I highly recommend Git If on Windows, Mercurial might be preferred, though I still would use Git via Cygwin. I have used RCS, CVS, SVN, and TFS in the past, and Git is the first VCS I’ve fallen in love with.

It is very easy to set up: all you need for one developer is to have git installed on the system, and then run git init in your source directory. For teams of more than one, you can use a shared file system, a server with SSH access, or an online service such as GitHub or Bitbucket.

Gaining expertise & proficiency with tool takes much longer than just setting it up.

  • When: From the start

Isolated & complete development environments

You want a single developer to be able to change anything about the application without affecting other developers. Each developer should be able to develop independently, with their own copy of the code, and their own database. Sharing a front-end web server is OK. Ideally, you should be able to checkout out the source code and run one command to set up the development environment. This also makes setting up your Continuous Integration server much easier.

  • When: From the start

Packaging and Deployment

Once you’re ready to ship your software, you’ll want to package it up somehow, or have some other way of deploying it.

An interim solution that I’ve used and seen used by others is just to clone the source code to the production directory, and then do a git pull to grab new updates. This works great in many instances, and a simple git log in the directory will tell you which commit you’re at.

However, in many cases you don’t want to ship all of your source files around. Also, if your application is compiled or requires a build, the git pull solution may not work by itself.

The simplest way to package your code is a compressed archive (zip, tar.gz). You can easily name the file with a version number. For Linux systems, you may want to use RPM or .deb packages. For Windows, MSI installers are an option.

However you package your code, it should be done automatically during the build.

To deploy, I’ve used rsync, scp + SSH, and Robocopy.

Heroku and Google App Engine have simple tools for deploying to their infrastructure if you’re using them to host your apps.

  • When: Once you’re getting ready to deploy; start simple, refine as needed

Automated Testing

Software Testing is a large topic.
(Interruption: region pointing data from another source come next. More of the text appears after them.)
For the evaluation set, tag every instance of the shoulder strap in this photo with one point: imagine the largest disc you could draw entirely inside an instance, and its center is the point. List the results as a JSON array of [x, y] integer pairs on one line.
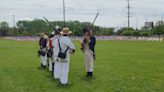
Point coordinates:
[[60, 47]]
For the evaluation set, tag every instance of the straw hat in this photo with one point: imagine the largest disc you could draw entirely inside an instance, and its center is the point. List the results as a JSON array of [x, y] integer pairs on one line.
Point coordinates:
[[65, 31]]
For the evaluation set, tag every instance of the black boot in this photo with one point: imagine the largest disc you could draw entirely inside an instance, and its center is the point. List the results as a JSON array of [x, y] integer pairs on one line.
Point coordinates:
[[43, 66], [87, 74], [91, 74], [52, 69]]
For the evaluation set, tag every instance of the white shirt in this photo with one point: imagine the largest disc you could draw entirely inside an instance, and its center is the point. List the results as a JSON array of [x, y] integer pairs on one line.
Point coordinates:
[[55, 46], [66, 42]]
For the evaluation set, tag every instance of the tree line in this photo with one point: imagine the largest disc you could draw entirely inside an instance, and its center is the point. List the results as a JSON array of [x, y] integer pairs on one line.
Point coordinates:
[[36, 26]]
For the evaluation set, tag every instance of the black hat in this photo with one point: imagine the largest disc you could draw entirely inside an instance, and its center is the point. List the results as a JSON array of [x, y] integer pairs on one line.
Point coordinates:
[[86, 29]]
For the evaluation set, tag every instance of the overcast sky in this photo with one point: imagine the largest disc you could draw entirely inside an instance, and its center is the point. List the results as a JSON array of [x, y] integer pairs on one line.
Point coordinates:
[[112, 12]]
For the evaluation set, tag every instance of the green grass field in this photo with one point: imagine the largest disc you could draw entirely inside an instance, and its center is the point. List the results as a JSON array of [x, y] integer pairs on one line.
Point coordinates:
[[121, 66]]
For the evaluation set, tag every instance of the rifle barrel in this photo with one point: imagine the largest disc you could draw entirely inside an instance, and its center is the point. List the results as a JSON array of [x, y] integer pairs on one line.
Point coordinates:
[[94, 20]]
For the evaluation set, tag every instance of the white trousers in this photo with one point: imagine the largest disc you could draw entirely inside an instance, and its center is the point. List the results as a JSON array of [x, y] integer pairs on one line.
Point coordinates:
[[50, 63], [88, 61], [64, 71], [57, 68], [43, 60]]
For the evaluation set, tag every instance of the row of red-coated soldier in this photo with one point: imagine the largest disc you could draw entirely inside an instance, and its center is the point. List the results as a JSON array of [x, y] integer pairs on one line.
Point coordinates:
[[56, 49]]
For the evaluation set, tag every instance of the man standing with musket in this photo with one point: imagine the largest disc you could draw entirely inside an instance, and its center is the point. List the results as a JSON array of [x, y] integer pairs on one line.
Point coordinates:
[[50, 52], [88, 47], [43, 49]]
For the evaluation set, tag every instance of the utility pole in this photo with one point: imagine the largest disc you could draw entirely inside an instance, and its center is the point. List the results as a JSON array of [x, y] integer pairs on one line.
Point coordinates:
[[128, 7], [136, 24], [64, 12], [13, 20]]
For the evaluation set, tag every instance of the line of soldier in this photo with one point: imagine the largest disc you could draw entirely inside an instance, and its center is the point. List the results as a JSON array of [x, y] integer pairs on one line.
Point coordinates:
[[56, 49]]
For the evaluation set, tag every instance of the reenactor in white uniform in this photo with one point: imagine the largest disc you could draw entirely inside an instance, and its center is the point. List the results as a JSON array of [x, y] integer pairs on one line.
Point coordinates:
[[65, 48], [88, 45], [43, 49], [50, 52]]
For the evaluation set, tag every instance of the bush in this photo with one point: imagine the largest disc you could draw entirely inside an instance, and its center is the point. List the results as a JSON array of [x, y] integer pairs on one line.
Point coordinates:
[[136, 33], [144, 33], [127, 33]]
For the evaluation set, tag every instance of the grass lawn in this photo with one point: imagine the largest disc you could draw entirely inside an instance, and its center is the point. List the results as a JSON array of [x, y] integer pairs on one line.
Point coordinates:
[[120, 66]]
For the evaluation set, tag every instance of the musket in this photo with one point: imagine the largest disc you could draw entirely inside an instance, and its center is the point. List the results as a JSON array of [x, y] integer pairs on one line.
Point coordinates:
[[94, 21], [51, 25], [63, 13]]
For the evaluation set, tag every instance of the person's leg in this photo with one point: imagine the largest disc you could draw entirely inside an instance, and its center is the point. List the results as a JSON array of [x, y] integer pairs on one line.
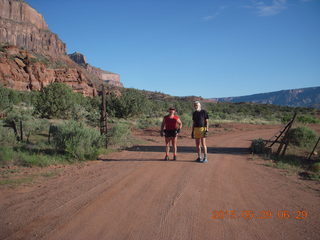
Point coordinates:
[[204, 145], [174, 146], [167, 147], [198, 147]]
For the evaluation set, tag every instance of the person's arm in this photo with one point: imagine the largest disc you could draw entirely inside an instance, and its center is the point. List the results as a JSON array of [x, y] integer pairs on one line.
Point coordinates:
[[162, 127], [180, 123], [207, 125]]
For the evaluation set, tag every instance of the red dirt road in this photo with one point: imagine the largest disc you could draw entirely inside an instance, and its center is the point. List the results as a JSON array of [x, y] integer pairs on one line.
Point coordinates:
[[134, 195]]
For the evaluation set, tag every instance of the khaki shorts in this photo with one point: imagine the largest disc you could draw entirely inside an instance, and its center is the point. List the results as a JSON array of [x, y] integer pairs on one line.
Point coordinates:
[[199, 132]]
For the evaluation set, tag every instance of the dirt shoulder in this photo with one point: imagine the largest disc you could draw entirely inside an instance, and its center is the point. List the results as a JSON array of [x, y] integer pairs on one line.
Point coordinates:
[[133, 194]]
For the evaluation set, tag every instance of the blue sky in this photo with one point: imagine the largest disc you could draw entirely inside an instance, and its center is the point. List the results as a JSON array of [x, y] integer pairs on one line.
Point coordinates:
[[216, 48]]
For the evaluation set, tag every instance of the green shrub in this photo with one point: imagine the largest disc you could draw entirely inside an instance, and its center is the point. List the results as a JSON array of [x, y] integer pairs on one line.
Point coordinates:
[[7, 136], [315, 167], [258, 146], [6, 156], [78, 140], [302, 136], [119, 135], [57, 100]]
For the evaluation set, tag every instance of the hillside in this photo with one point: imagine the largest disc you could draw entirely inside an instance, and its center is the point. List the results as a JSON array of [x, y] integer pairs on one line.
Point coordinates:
[[303, 97], [31, 56]]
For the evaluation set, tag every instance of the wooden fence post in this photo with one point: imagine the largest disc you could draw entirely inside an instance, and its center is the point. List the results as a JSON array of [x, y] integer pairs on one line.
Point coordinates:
[[103, 116], [315, 146]]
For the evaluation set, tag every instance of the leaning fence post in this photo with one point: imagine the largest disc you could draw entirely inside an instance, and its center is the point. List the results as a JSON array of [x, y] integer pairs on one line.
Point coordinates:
[[103, 116], [21, 131], [315, 146]]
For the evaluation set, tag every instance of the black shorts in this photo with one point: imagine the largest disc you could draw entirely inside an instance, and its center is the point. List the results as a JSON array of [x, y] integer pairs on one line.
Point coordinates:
[[170, 133]]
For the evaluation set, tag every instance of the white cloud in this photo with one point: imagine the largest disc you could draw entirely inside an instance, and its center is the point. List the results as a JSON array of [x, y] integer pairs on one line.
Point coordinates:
[[215, 14], [264, 9]]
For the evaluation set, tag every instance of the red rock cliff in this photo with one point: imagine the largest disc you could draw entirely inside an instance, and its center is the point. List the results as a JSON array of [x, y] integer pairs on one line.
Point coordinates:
[[23, 26], [44, 58]]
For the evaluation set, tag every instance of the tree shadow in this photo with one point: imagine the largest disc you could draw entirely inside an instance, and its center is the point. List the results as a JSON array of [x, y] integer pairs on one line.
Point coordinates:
[[187, 149]]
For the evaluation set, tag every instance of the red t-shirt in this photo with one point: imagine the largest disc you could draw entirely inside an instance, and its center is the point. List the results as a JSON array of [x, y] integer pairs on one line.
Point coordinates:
[[171, 123]]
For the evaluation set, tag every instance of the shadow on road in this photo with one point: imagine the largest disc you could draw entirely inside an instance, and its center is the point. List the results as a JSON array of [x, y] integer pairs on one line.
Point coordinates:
[[144, 160], [185, 149]]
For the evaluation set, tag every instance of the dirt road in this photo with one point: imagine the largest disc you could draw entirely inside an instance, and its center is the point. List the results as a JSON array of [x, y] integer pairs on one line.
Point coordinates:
[[134, 195]]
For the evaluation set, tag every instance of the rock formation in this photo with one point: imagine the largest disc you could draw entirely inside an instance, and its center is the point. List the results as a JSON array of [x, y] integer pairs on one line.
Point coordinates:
[[21, 70], [31, 56], [23, 26], [107, 77]]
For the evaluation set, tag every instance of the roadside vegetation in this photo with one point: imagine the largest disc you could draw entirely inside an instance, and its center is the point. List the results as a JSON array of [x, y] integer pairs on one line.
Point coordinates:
[[59, 126], [302, 140]]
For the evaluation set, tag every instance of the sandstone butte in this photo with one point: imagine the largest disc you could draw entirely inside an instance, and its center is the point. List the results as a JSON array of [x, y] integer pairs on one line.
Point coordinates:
[[31, 56]]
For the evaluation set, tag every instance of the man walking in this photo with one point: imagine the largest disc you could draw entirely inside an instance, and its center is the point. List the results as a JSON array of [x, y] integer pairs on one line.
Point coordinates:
[[200, 130], [171, 126]]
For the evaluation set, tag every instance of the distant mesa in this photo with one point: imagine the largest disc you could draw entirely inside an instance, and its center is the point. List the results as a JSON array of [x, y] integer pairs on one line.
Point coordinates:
[[302, 97], [31, 56], [107, 77]]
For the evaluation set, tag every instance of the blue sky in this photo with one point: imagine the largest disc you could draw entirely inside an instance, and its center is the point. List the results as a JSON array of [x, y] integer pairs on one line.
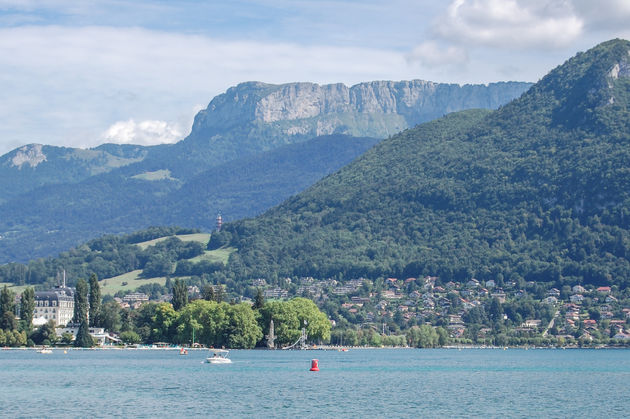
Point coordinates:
[[137, 71]]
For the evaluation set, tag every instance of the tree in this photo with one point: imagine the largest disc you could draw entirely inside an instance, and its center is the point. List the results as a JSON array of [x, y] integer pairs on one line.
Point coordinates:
[[80, 302], [95, 302], [290, 316], [208, 292], [243, 330], [7, 309], [180, 294], [110, 316], [45, 334], [218, 293], [83, 339], [130, 337], [66, 338], [259, 300], [27, 307]]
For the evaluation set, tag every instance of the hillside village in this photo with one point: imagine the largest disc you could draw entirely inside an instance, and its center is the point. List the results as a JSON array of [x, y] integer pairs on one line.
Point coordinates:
[[490, 312], [482, 313]]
You’ll want a combination of automated and manual testing. I tend to favor as much automated testing as possible, and I’m a big fan of Test Driven Development.

Although you can get away without writing tests at the start, regressions & bugs can halt forward progress once your application is put in to production, if you’re not careful.
I find that automated testing is critical for reliability and speed of development. There is some good guidance here on this topic.

  • When: From the start for critical & easily testable features; increase code coverage as needed

Configuration

Store your settings in configuration files. Don’t hard-code settings in to source code files. Configuration files should not be committed to source control. Instead, commit a template (named differently than the actual config file). Ideally, generate & update existing files automatically for developers and test/staging/prod environments as the template evolves.

Format choices are often tied closely to a language, but common formats include XML, YAML, INI, JSON.
It should be a plain text format for easy editing via terminal. Don’t build your own format.

You should start storing things in a configuration file as soon as you have any settings that will vary between developers or installations, and you don’t want to put that info in a database. You database connection parameters will typically need to go in a configuration file anyway.

  • When: As soon as needed

Code Coverage analysis

A Code Coverage tool helps you see what is and isn’t tested, so that you can decide where risk is higher, or where to add tests. It doesn’t tell you that code is correct. Looking at a coverage report can confirm or refute developer assumptions about the existing tests. A graph of code coverage over time can be a nice metric for dashboard, and some continuous integration servers will create one for you. Some teams set it up so that a build will fail if coverage falls below a certain threshold.

  • When: As needed

Continuous Integration

A Continuous Integration build server is used to compile your code (if using a compiled language, and not an interpreted language) in to binaries or byte code, run all tests, and run all static code analysis.

It is basically a glorified cron job with history & metrics. Developers should be able to run everything the build does with a single command in their development environment. In fact, it’s probably best to have the build just call a single target which is wrapped up in a config file for the build tool of your choice.

My tool of choice for a CI server is [Jenkins]. It is Java based, very easy to set up, very configurable, has tons of plugins. I still use old-fashioned Makefiles for my build files & automation, rather than Ant, Maven, Phing, Rake etc.

  • When: As soon as tests take too long to run manually each time, or when bugs & regressions keep making it past Code Reviews, or when technical management wants metrics & history

Documentation Extraction

There are lots of tools for extracting code comments out to a separate file. They are easy to set up, but I have found I rarely use the documents produced. You should still include Javadoc or similar comments, but let your IDE consume them for code hinting, completion, and quick help instead.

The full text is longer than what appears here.